Department of Dermatology, University of California, San Francisco, School of Medicine, San Francisco, California 94115, USA.
J Am Acad Dermatol. 2013 Jul;69(1):127-34. doi: 10.1016/j.jaad.2012.12.965. Epub 2013 Feb 4.

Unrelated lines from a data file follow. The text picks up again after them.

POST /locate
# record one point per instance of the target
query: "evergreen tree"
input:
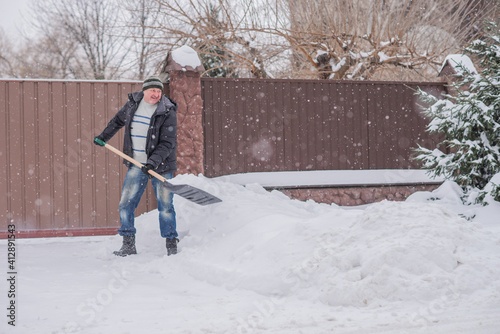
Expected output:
(469, 119)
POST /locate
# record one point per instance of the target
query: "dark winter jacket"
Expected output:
(161, 142)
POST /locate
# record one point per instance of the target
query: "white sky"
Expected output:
(11, 15)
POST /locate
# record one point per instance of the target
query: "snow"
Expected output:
(261, 263)
(186, 56)
(457, 60)
(319, 178)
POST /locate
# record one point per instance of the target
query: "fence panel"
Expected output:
(292, 125)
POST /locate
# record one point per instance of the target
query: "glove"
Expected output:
(99, 141)
(146, 168)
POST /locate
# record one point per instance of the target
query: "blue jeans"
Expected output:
(133, 187)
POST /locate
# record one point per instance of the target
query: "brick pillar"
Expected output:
(185, 89)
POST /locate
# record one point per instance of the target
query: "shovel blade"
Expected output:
(192, 194)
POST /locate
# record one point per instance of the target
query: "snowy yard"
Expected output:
(262, 263)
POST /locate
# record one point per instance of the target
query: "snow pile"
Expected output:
(186, 56)
(460, 62)
(260, 262)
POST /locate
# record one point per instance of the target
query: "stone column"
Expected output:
(185, 89)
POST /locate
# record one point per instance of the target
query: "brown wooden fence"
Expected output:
(52, 178)
(54, 181)
(291, 125)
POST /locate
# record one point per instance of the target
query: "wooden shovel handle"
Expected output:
(135, 162)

Keratitis, ichthyosis, and deafness (KID) syndrome is a rare genodermatosis associated with mutations in the connexin 26 gene. Although characterized by this clinical triad, KID syndrome predisposes to a heterogeneous spectrum of cutaneous manifestations and complications, both infectious and neoplastic in nature. Chronic mucocutaneous candidiasis and/or superinfection of skin lesions commonly occur and warrant aggressive therapeutic intervention. Benign neoplasms, namely trichilemmal tumors, have also been reported and can herald malignant growth and invasive disease. Squamous cell carcinoma of both mucosa and skin, especially acral sites, occurs in approximately 15% of patients. The pathogenesis of KID syndrome can be at least partially explained by the role of connexin 26 in intercellular communication and carcinogenesis, but the precise mechanism of disease remains unclear. Treatment strategies, which have ranged from antifungals and antibiotics to systemic retinoids, pose an ongoing challenge given the spectrum of disease. A review of the literature, with a particular focus on infection and malignancy associated with KID syndrome, and updates on the pathogenesis of disease, is discussed.
角膜炎、鱼鳞病和耳聋(KID)综合征是一种罕见的遗传性皮肤病,与连接蛋白 26 基因突变有关。尽管以这一临床三联征为特征,但 KID 综合征易发生各种皮肤表现和并发症,包括感染性和肿瘤性疾病。慢性黏膜皮肤念珠菌病和/或皮肤病变的继发感染较为常见,需要积极的治疗干预。良性肿瘤,如毛母细胞瘤,也有报道,并可能预示着恶性生长和侵袭性疾病。约 15%的患者发生黏膜和皮肤的鳞状细胞癌,尤其是肢端部位。KID 综合征的发病机制至少部分可以通过连接蛋白 26 在细胞间通讯和致癌作用中的作用来解释,但疾病的确切机制仍不清楚。由于疾病的多样性,治疗策略从抗真菌药和抗生素到全身维甲酸不等,这仍然是一个挑战。本文讨论了与 KID 综合征相关的感染和恶性肿瘤,并更新了疾病的发病机制,重点是文献复习。